Competing before grandstands with no crowds was “anti-climactic”, and the team element of the Games was missing. “Everyone was in their own bubble, being careful and there were no communal spaces. At other Games, I thrived off being part of a much bigger team,” Jones says.
After the disappointment of finishing sixth in the K1 at Tokyo, Jones came to appreciate that although winning a medal made her feel worthy, not winning one five years later didn’t change her life. “I went back to Europe and enjoyed the season with this weight off my shoulders,” she says, “and it made me realise it’s not a life or death event.”
Result: 6th in K1 canoe slalom; 13th in C1 canoe slalom.
Fifth Olympics: Paris 2024
Within a month of Tokyo, Jones decided to go for a fifth Olympics, but in a class making its debut: the extreme slalom, aka kayak cross. A demolition derby in plastic boats.
But long Covid pummelled Jones in 2022 - forcing her to return home from Europe and miss a year of competition.
“Then once I started coming back, I got a kidney infection, I hurt my neck and couldn’t paddle for a couple of weeks, then I got Covid again,” she says. “It was so frustrating.”
But that only made her prouder of her comeback late last year, reaching the kayak cross final at the world champs, before winning in Paris at the Olympic test event.
“It took so much work, willpower and belief to prove I was back. There were many moments of ‘Should I still be doing this? Is this a sign to stop?’,” she says. “But I believe there’s an opportunity in everything.” She spent more time with her now-fiance Brendan, who she’d just met. And that year off gave her some perspective.
In Tokyo, she stopped believing in herself and trusting her own decisions. So she decided to take more ownership of her programme. “I’m now writing my own training programmes and leading my own campaign. You can only do that with a strong team around you, who support me and challenge me,” Jones says.
Her new coach, American Michal Smolen (who was fifth in the men’s K1 in Tokyo), supports her decision.
“You can get so caught up in the result, and if you’re not enjoying it, then it seems such a waste.
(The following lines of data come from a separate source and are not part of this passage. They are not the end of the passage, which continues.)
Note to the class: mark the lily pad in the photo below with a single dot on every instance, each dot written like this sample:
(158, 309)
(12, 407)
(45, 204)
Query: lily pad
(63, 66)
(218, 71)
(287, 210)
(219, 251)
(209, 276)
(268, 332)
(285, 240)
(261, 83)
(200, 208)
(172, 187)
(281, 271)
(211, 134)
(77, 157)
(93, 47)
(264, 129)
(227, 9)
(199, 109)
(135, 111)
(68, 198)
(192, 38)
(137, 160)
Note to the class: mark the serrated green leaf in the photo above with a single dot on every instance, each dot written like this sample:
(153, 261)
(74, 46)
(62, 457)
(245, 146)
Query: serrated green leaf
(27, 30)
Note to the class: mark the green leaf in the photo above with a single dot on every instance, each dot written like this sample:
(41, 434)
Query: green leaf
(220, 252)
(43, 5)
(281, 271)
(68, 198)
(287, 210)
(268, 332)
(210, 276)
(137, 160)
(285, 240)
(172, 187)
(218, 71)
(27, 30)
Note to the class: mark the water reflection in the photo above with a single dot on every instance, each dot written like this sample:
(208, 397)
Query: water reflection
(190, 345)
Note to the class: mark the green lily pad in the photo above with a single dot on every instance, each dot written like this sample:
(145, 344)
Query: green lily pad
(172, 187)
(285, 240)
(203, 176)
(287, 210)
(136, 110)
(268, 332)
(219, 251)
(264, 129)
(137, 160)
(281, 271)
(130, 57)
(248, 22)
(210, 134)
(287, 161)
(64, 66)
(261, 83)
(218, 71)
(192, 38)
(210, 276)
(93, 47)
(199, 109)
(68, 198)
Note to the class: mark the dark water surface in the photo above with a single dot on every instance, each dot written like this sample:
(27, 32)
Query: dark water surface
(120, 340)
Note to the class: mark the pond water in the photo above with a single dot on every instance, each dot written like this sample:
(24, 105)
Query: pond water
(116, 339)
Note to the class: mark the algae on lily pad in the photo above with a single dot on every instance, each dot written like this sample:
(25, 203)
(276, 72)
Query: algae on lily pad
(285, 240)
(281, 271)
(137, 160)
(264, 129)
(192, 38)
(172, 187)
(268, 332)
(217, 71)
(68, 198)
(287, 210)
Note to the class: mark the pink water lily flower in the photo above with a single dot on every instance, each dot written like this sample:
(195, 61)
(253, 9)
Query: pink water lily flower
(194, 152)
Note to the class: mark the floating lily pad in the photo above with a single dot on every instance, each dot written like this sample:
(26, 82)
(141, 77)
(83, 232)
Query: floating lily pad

You can do both - focus on performance and on enjoying being surrounded by like-minded people, being out on the water every day, going to these amazing places,” says Jones, who’s also been working as media manager for Table Tennis NZ.
“So I’m working on being grateful for what I have and where I’m at.”
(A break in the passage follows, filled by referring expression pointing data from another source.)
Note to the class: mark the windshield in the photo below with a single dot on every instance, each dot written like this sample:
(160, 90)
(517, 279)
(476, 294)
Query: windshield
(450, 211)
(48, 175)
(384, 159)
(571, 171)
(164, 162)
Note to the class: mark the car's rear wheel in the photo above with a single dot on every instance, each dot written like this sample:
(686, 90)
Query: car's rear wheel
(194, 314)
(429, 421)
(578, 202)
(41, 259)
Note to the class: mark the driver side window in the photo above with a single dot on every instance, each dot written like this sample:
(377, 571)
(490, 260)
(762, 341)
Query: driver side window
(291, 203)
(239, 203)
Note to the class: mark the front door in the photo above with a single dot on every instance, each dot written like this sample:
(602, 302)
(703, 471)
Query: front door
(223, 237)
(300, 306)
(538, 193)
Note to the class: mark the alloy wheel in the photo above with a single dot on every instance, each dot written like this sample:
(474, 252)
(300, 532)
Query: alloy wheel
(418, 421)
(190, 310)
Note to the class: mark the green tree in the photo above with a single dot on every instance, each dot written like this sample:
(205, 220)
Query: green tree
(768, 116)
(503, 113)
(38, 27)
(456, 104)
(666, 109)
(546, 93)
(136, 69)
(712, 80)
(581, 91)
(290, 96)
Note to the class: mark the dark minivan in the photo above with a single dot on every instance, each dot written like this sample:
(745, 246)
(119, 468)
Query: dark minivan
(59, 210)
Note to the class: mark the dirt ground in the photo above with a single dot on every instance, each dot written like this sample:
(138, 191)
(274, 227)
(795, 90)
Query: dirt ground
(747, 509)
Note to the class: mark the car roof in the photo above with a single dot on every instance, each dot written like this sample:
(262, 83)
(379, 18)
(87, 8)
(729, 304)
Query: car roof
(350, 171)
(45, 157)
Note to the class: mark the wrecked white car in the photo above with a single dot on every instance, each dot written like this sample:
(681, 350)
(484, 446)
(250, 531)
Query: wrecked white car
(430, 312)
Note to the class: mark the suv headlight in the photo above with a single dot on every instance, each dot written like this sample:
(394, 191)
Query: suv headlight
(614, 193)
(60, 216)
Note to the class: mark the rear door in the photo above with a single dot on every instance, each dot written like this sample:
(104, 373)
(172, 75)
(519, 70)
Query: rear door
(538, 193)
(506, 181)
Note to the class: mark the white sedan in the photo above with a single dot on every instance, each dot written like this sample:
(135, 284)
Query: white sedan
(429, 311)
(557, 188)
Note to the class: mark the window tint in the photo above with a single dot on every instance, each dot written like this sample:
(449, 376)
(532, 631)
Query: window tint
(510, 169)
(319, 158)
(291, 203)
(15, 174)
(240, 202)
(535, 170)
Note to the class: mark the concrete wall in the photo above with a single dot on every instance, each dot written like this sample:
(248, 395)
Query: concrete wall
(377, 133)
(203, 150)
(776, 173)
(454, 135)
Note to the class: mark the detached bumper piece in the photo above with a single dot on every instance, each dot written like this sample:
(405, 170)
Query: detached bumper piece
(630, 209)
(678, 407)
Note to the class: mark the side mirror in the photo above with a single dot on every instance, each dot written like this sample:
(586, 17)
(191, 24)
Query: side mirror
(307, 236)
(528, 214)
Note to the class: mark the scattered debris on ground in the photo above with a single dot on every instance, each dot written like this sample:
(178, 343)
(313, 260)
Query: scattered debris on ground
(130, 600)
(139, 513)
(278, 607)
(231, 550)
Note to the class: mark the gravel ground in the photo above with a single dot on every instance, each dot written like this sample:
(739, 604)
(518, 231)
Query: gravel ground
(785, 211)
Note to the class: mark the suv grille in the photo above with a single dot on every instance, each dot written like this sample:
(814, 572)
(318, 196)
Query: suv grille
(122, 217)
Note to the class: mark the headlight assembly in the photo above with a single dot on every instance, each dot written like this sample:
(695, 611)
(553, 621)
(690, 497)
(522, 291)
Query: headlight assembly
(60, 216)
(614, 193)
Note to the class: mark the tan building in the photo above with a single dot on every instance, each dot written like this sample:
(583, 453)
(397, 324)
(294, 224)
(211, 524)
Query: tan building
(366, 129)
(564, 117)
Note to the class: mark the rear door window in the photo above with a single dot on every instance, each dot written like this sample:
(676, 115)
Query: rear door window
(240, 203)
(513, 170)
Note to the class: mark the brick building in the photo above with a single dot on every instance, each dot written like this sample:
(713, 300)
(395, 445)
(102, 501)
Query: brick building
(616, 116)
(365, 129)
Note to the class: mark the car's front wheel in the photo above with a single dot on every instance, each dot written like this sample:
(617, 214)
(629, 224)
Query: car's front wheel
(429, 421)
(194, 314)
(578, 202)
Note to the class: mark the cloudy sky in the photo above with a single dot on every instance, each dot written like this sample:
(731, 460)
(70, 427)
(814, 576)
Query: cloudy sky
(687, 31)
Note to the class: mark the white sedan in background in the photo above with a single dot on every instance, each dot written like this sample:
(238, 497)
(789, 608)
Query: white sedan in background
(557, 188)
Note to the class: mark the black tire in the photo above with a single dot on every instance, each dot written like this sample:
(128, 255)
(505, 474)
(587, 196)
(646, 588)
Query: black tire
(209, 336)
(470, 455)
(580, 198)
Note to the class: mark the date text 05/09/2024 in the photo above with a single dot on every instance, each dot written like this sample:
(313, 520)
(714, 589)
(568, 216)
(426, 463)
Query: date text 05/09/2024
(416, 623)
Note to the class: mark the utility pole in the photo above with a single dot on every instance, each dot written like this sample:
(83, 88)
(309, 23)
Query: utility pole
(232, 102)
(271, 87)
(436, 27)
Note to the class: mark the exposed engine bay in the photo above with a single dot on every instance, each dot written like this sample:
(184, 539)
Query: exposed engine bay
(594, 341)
She still gets a thrill receiving the Olympic uniform and making the most of the Olympic village. “I think we’ll have a sense of normality again - sitting on the start line, looking up at the packed grandstands. It’s such an incredible place to be, I really want to soak that up.”
The kayak cross is like a nod to Jones’ special upbringing on the Wairoa River, racing in plastic kayaks and learning to Eskimo roll (part of her new event).
“I’m at the end of my career, and it still feels not that long since I began. But at the same time, I’ve done a lot and been to a lot of places,” she says. “It would be a dream to finish on a high in Paris.”
And she promises to make a hot chocolate for another first-time Kiwi OIympian in the village.